Recently, I’ve been seeing many terms being used in dentistry:

“First time in the world”

“Never done before”

“Novel treatment protocol”

“Revolutionary technique”

“Unique attachment system”

“Innovative workflow”

Sometimes when I read these posts, I get the feeling that I’ve seen something similar before-maybe in an old paper, a conference presentation, a thesis, or a lesser-known journal article.

This is not meant to question anyone’s work. Innovation is important and every field needs it. But it does make me think about how difficult it is to truly say something is being done for the first time. Dentistry have decades of literature, and many ideas get modified, refined, or rediscovered over time.

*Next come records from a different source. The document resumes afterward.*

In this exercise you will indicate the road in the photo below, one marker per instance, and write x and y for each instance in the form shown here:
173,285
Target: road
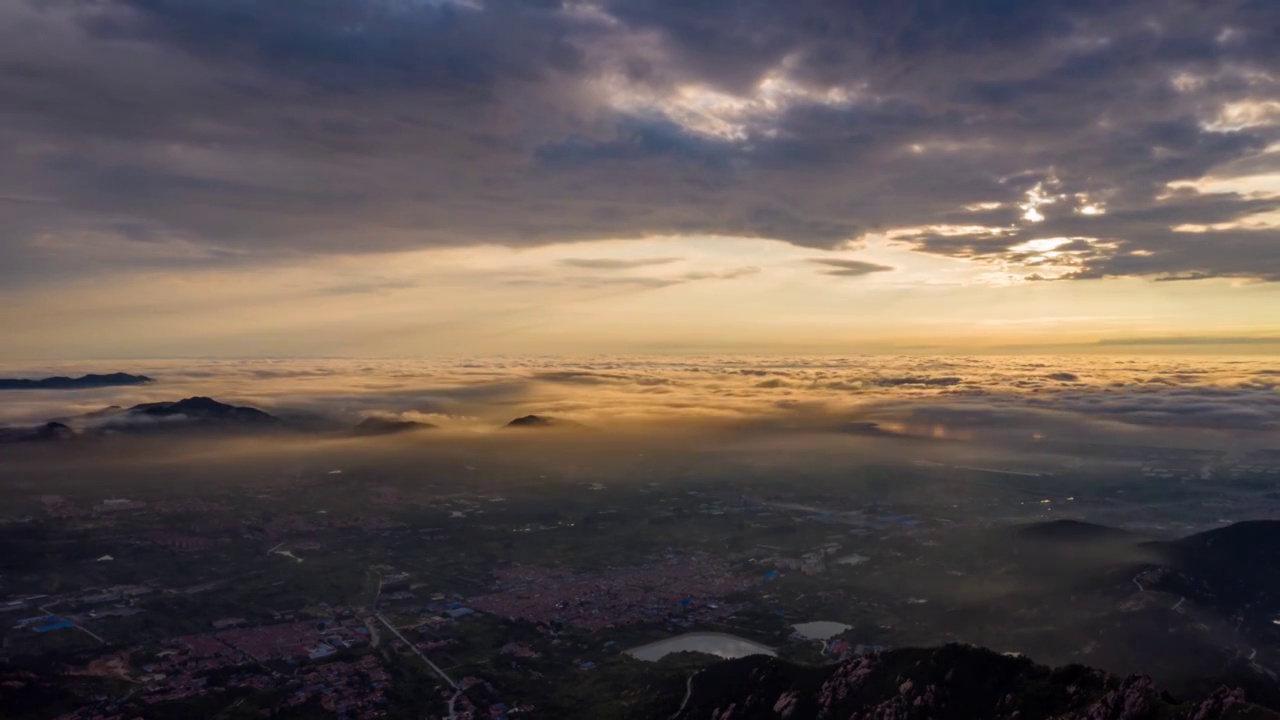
46,610
443,675
689,692
416,651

Personally, I feel educational posts become even more useful ultimately when they include the relevant article, reference, or evidence behind the concept. It help clinicians who read learn more and verify the information themselves, also acknowledge previous work if it exists.

Sometimes an idea may genuinely be new. Sometimes it may be an adaptation of something already described years ago. Either way, sharing the evidence along with the educational posts probably benefits everyone.

What are your thoughts on this ?

MBH/PS

2 Likes

You’ve raised a brilliant point. As dentists, our clinical choices must be driven by evidence, not marketing buzzwords. When educational posts throw around terms like ‘never done before’ without a single citation or case series reference, it makes it incredibly difficult for peers to separate genuine breakthrough workflows from clever packaging. Normalising bibliography addition is a must.

While writing something , people should state everything with evidence. Bibliography should be mandatory.

While writing something like ‘first time in the world’ people should give citation to the article from this idea was generated.